3. Three Salient Elements of the Final Compromise
3.1 No Service Provider objection regarding manifestly abusive orders
The Regulation limits the due-diligence done by Service Providers to the aforementioned set of clarifications and challenges based on immunities and privileges, and conflicts with third-country laws. It does not provide for the Service Provider to evaluate the order based on any other elements such as the legality and due-process of the actual order. This was a point of contention during the negotiations. Previous proposals gave Service Providers the ability to challenge the order based on its evaluation of whether the Order was manifestly abusive or exceeding its purpose. This has been excluded in the final compromise.
3.2 Notification to Data Subject
Per the adopted regulation, the data subject is informed without undue delay by the Issuing State of the data production, ie. in any case after the data has been obtained. The Issuing State can also choose to delay the notification in accordance with national law, for a limited period. Previous iteration of the regulation proposals envisaged user information by the Service providers unless the Issuing State explicitly requested confidentiality. This was not retained in the final compromise.
3.3 Conflict with Third Country Laws
The adopted regulation also provides for procedures to deal with third-country laws. The onus of identification of potential conflicts lies with the Service Provider who notifies the Issuing State of such conflicts. If the Issuing State wants to pursue the data disclosure still, it must initiate a review by its own judiciary to evaluate such conflicts. Based on this review and potential communication with the third country, the judiciary in the Issuing State decides to uphold the order or strike it down.
Conclusion
This ambitious regulation is an elaborate architecture, with many interlocking parts. It reflects the complexity of the issue and the difficult balancing between increasing efficiency in criminal investigations and ensuring high due process guaranties. Significant capacity building will be needed before it fully comes into force, in order to inform the respective actors of its implications. Based on its more than 10 years of work on this issue, the I&JPN Secretariat will provide useful material and resources to support this effort.
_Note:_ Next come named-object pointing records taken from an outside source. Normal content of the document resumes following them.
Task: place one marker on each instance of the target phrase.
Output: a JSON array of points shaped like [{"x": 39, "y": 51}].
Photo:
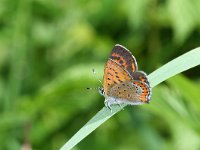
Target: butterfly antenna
[{"x": 95, "y": 75}]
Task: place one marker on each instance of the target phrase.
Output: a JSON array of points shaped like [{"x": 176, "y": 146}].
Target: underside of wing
[
  {"x": 123, "y": 56},
  {"x": 114, "y": 74}
]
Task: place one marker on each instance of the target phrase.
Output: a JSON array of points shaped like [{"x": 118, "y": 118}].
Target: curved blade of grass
[{"x": 178, "y": 65}]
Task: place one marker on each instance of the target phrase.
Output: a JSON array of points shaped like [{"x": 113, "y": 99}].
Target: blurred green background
[{"x": 48, "y": 50}]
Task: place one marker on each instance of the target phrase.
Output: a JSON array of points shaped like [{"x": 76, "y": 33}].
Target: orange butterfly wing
[
  {"x": 124, "y": 57},
  {"x": 113, "y": 74}
]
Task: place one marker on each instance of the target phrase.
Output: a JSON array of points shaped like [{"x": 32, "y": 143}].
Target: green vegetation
[{"x": 48, "y": 50}]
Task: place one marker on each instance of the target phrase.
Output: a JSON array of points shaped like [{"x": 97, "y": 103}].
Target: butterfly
[{"x": 122, "y": 82}]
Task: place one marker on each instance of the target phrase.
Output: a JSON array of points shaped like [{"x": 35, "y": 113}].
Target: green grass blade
[{"x": 178, "y": 65}]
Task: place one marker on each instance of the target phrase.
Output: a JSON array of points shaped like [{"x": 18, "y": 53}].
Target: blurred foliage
[{"x": 48, "y": 50}]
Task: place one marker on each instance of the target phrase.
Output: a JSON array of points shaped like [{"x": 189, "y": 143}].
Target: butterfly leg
[{"x": 107, "y": 104}]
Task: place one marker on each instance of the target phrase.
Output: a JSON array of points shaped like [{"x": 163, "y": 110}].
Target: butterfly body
[{"x": 123, "y": 83}]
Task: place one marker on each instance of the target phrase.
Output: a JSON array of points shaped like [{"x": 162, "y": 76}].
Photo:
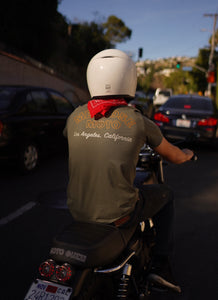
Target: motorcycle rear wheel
[{"x": 97, "y": 287}]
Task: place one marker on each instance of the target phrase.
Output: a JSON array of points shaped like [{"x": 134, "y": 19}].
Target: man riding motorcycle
[{"x": 104, "y": 138}]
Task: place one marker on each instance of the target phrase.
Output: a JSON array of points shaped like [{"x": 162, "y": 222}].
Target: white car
[{"x": 161, "y": 96}]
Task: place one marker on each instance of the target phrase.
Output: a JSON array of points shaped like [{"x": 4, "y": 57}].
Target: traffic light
[
  {"x": 140, "y": 52},
  {"x": 178, "y": 65},
  {"x": 211, "y": 77}
]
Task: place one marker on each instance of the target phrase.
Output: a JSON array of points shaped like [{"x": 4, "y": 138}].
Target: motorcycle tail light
[
  {"x": 63, "y": 273},
  {"x": 208, "y": 122},
  {"x": 161, "y": 118},
  {"x": 47, "y": 268}
]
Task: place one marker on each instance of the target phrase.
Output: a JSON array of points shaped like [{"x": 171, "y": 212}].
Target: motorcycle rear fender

Finally, the issue of cross-border access to electronic evidence will remain a challenge for many countries around the world and still needs to be addressed to avoid the proliferation of data localization measures. Important lessons can be drawn from the architecture developed in the EU that can inform further discussions in that regard in other regions. Some of the previous work stemming from the dedicated I&JPN Data & Jurisdiction Contact Group can further help in that regard.